Durante mucho tiempo hemos escuchado la frase la siguiente: “somos el reflejo de nuestros gobernantes”; quizás sí, quizás no, pero lo que estoy seguro es que no ha predominado en la política de nuestro país la participación de los mejores perfiles, la política no solamente corrompe a las personas; también puede expulsar a quienes quieren hacer las cosas bien, construir con principios en áreas donde los cimientos no están firmes genera gobiernos agrietados y de políticas públicas secas.

Sin embargo, aunque se crea que en su totalidad que en la política todos son iguales si existen excepciones, normalizar la política y los políticos como malo es un error, aun quedan personas que buscan servir por medio de la política.

Hoy en esta columna vengo a reconocer el trabajo no de un político, sino de una persona con un don de servicio, sin importar mis preferencias partidistas, pero si basado en un criterio no solo objetivo sino tangible en resultados les puedo decir que desde la capital del Estado grande de México se ve una forma de gobernar distinta.

Chihuahua capital es el reflejo de centros deportivos, de construcciones en avenidas viales en diferentes zonas de la ciudad, de la inversión en políticas educativas aunque no sea competencia municipal como tal, la reinserción social en centros de desarrollo familiar en las colonias mas necesitadas, en el cuidado del medio ambiente y respeto de los animales, del apoyo a los jóvenes, de un desarrollo económico prospero además de ser ejemplo de las mejores políticas publicas en materia de seguridad.

Hoy en día lo que para Chihuahua capital es común, para otros municipios del país es algo utópico, gobernar sabiendo que se quiere hacer sumado con principios es la mejor herramienta de construcción para el desarrollo de una ciudad.

Tener un buen líder es parte esencial para cumplir con las metas y objetivos, mas aun, cuando en los últimos años hemos visto un desprestigio en la forma de gobernar principalmente en el ámbito federal, pero chihuahua capital es distinto, brilla por si mismo, incluso en adversidad, Chihuahua es el ejemplo de que se pueden hacer las cosas bien, es donde volteas y te das cuenta de que no todos los gobiernos y políticos son iguales.

Porque gobernar no es solamente administrar una ciudad. Gobernar es representar a quienes depositaron su confianza en nosotros.

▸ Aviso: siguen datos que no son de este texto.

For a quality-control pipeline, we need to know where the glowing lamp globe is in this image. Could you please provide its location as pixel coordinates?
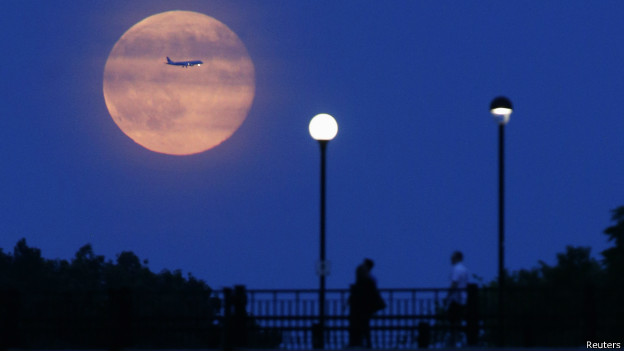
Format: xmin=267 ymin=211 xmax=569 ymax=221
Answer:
xmin=490 ymin=96 xmax=513 ymax=124
xmin=309 ymin=113 xmax=338 ymax=141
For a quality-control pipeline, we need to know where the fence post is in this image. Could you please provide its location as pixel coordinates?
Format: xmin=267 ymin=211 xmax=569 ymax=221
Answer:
xmin=466 ymin=284 xmax=479 ymax=346
xmin=223 ymin=288 xmax=233 ymax=351
xmin=583 ymin=284 xmax=597 ymax=340
xmin=231 ymin=285 xmax=249 ymax=347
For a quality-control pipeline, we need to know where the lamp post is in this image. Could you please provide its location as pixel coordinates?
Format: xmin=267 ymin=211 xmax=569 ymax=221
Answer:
xmin=309 ymin=113 xmax=338 ymax=349
xmin=490 ymin=96 xmax=513 ymax=346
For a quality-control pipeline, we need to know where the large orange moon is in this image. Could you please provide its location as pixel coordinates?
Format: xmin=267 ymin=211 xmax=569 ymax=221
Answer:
xmin=103 ymin=11 xmax=255 ymax=155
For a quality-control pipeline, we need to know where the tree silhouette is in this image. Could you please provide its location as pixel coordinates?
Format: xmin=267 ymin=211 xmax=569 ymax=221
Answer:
xmin=0 ymin=239 xmax=221 ymax=349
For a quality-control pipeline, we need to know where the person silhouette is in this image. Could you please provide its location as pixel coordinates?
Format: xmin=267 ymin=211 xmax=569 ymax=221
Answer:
xmin=349 ymin=258 xmax=386 ymax=348
xmin=446 ymin=251 xmax=468 ymax=347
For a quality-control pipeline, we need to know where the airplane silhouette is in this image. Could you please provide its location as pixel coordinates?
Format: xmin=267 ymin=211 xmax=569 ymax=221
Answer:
xmin=166 ymin=56 xmax=203 ymax=68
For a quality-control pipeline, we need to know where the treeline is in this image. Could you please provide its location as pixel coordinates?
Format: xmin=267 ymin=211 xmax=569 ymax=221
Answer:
xmin=0 ymin=239 xmax=222 ymax=349
xmin=481 ymin=206 xmax=624 ymax=347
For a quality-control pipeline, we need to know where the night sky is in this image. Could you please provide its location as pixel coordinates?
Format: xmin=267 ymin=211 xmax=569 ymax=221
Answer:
xmin=0 ymin=0 xmax=624 ymax=289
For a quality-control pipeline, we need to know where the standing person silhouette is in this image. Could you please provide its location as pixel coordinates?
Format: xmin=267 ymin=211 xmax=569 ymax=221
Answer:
xmin=446 ymin=251 xmax=468 ymax=347
xmin=349 ymin=258 xmax=386 ymax=348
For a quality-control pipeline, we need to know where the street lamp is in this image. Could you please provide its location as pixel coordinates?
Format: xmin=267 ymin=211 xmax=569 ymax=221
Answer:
xmin=309 ymin=113 xmax=338 ymax=349
xmin=490 ymin=96 xmax=513 ymax=346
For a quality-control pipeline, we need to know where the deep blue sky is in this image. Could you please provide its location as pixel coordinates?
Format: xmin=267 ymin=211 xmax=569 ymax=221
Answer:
xmin=0 ymin=0 xmax=624 ymax=288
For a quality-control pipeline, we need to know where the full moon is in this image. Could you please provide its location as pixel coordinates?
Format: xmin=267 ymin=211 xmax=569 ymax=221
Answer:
xmin=103 ymin=11 xmax=255 ymax=155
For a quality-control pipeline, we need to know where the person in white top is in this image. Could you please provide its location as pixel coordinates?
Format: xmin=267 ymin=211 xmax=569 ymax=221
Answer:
xmin=447 ymin=251 xmax=468 ymax=347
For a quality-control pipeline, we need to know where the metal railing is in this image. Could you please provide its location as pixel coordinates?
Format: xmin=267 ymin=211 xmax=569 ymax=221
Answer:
xmin=0 ymin=285 xmax=608 ymax=350
xmin=218 ymin=287 xmax=478 ymax=350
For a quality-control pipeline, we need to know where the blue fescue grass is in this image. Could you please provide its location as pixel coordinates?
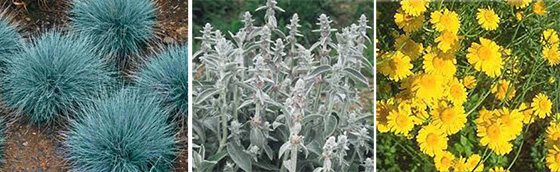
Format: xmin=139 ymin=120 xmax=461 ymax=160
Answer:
xmin=136 ymin=45 xmax=189 ymax=116
xmin=0 ymin=31 xmax=112 ymax=124
xmin=0 ymin=117 xmax=6 ymax=163
xmin=65 ymin=89 xmax=177 ymax=172
xmin=0 ymin=14 xmax=23 ymax=69
xmin=71 ymin=0 xmax=156 ymax=66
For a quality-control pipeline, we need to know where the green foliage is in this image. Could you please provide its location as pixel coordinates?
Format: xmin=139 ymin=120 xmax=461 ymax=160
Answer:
xmin=70 ymin=0 xmax=156 ymax=66
xmin=65 ymin=89 xmax=177 ymax=172
xmin=137 ymin=45 xmax=189 ymax=117
xmin=1 ymin=32 xmax=112 ymax=124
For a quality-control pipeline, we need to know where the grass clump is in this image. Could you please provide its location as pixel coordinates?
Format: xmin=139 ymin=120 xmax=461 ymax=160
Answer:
xmin=65 ymin=89 xmax=176 ymax=171
xmin=137 ymin=45 xmax=189 ymax=116
xmin=1 ymin=32 xmax=111 ymax=123
xmin=71 ymin=0 xmax=156 ymax=66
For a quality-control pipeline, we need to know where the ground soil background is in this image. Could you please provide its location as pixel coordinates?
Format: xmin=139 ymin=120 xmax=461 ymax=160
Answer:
xmin=0 ymin=0 xmax=188 ymax=172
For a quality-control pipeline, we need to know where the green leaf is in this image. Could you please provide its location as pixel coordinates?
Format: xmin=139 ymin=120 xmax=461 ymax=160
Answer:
xmin=249 ymin=127 xmax=266 ymax=149
xmin=307 ymin=65 xmax=331 ymax=79
xmin=323 ymin=115 xmax=338 ymax=139
xmin=344 ymin=68 xmax=369 ymax=87
xmin=460 ymin=135 xmax=469 ymax=146
xmin=227 ymin=142 xmax=253 ymax=172
xmin=208 ymin=150 xmax=227 ymax=161
xmin=194 ymin=88 xmax=220 ymax=104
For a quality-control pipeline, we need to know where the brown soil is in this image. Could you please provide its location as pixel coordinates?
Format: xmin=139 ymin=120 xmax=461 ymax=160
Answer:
xmin=0 ymin=0 xmax=188 ymax=171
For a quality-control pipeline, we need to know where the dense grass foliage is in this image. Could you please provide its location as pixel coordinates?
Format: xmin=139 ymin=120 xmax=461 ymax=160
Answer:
xmin=137 ymin=45 xmax=189 ymax=116
xmin=71 ymin=0 xmax=156 ymax=65
xmin=0 ymin=118 xmax=6 ymax=162
xmin=1 ymin=32 xmax=111 ymax=123
xmin=65 ymin=89 xmax=176 ymax=172
xmin=0 ymin=16 xmax=23 ymax=68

Y cuando eso se hace con principios, resultados y vocación de servicio, la política deja de ser parte del problema y vuelve a convertirse en parte de la solución.

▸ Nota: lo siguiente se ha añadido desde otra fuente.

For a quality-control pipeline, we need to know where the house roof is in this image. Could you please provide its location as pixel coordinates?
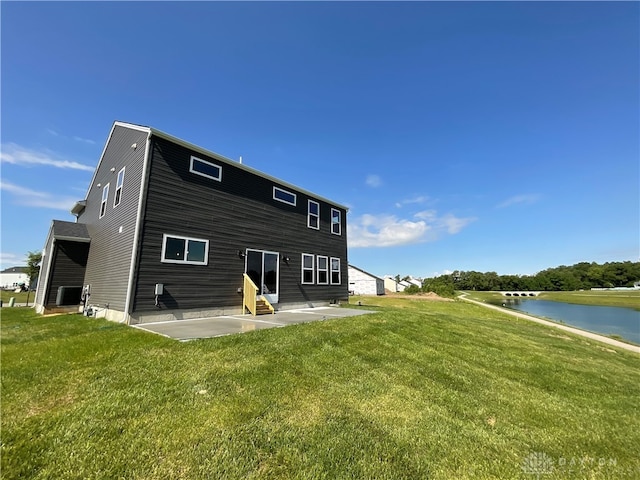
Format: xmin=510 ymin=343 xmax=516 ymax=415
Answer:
xmin=349 ymin=265 xmax=382 ymax=280
xmin=82 ymin=121 xmax=349 ymax=211
xmin=0 ymin=267 xmax=27 ymax=273
xmin=52 ymin=220 xmax=91 ymax=242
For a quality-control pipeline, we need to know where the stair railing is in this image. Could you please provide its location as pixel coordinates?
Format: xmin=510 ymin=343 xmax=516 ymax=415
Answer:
xmin=242 ymin=273 xmax=258 ymax=315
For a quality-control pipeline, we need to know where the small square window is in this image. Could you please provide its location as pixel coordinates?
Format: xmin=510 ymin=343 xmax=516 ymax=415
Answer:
xmin=162 ymin=234 xmax=209 ymax=265
xmin=273 ymin=187 xmax=296 ymax=207
xmin=113 ymin=167 xmax=125 ymax=208
xmin=331 ymin=208 xmax=342 ymax=235
xmin=189 ymin=157 xmax=222 ymax=182
xmin=302 ymin=253 xmax=314 ymax=284
xmin=331 ymin=257 xmax=341 ymax=285
xmin=100 ymin=183 xmax=109 ymax=218
xmin=307 ymin=200 xmax=320 ymax=230
xmin=317 ymin=255 xmax=329 ymax=285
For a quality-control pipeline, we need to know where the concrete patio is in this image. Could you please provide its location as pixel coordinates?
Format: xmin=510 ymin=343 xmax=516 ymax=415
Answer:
xmin=132 ymin=307 xmax=375 ymax=341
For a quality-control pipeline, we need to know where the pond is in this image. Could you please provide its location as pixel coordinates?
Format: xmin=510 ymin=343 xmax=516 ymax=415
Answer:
xmin=504 ymin=299 xmax=640 ymax=344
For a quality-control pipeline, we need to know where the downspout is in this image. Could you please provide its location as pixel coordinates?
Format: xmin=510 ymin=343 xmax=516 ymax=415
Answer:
xmin=33 ymin=237 xmax=56 ymax=312
xmin=123 ymin=130 xmax=151 ymax=325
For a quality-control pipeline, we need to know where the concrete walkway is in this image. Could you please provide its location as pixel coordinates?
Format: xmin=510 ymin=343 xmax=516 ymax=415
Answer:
xmin=132 ymin=307 xmax=375 ymax=341
xmin=458 ymin=293 xmax=640 ymax=353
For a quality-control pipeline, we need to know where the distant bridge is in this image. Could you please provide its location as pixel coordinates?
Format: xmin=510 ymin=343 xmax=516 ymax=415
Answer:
xmin=500 ymin=290 xmax=540 ymax=297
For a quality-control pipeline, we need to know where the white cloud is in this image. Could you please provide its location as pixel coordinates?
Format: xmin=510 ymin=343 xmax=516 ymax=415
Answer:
xmin=0 ymin=252 xmax=27 ymax=270
xmin=0 ymin=143 xmax=94 ymax=172
xmin=396 ymin=195 xmax=429 ymax=208
xmin=0 ymin=181 xmax=77 ymax=212
xmin=348 ymin=210 xmax=475 ymax=248
xmin=46 ymin=128 xmax=96 ymax=145
xmin=496 ymin=193 xmax=541 ymax=208
xmin=72 ymin=137 xmax=96 ymax=145
xmin=366 ymin=175 xmax=382 ymax=188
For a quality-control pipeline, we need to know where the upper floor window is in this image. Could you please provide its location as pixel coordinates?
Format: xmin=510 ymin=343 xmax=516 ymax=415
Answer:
xmin=273 ymin=187 xmax=296 ymax=207
xmin=113 ymin=167 xmax=125 ymax=208
xmin=302 ymin=253 xmax=314 ymax=283
xmin=162 ymin=233 xmax=209 ymax=265
xmin=307 ymin=200 xmax=320 ymax=230
xmin=189 ymin=156 xmax=222 ymax=182
xmin=331 ymin=208 xmax=342 ymax=235
xmin=100 ymin=183 xmax=109 ymax=218
xmin=331 ymin=257 xmax=341 ymax=285
xmin=317 ymin=255 xmax=329 ymax=285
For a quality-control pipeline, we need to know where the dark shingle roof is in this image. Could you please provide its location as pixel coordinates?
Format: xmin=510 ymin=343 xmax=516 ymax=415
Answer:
xmin=0 ymin=267 xmax=27 ymax=273
xmin=53 ymin=220 xmax=91 ymax=242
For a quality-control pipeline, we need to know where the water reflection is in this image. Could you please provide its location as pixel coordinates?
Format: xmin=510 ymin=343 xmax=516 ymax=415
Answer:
xmin=502 ymin=297 xmax=640 ymax=343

Reconozco que mi ciudad es cada vez mejor pero no sería sin el gran número de funcionarios que día con día entregan su esfuerzo y corazón para servir a su comunidad y dentro de ellas el líder que los guía y que con su ejemplo uno puede reconocer que no todos los políticos son iguales y que si podemos tener un gobierno que nos represente, el alcalde Marco Bonilla nos pone el ejemplo de como si gobernar y sobre todo como representar dignamente a las y los ciudadanos.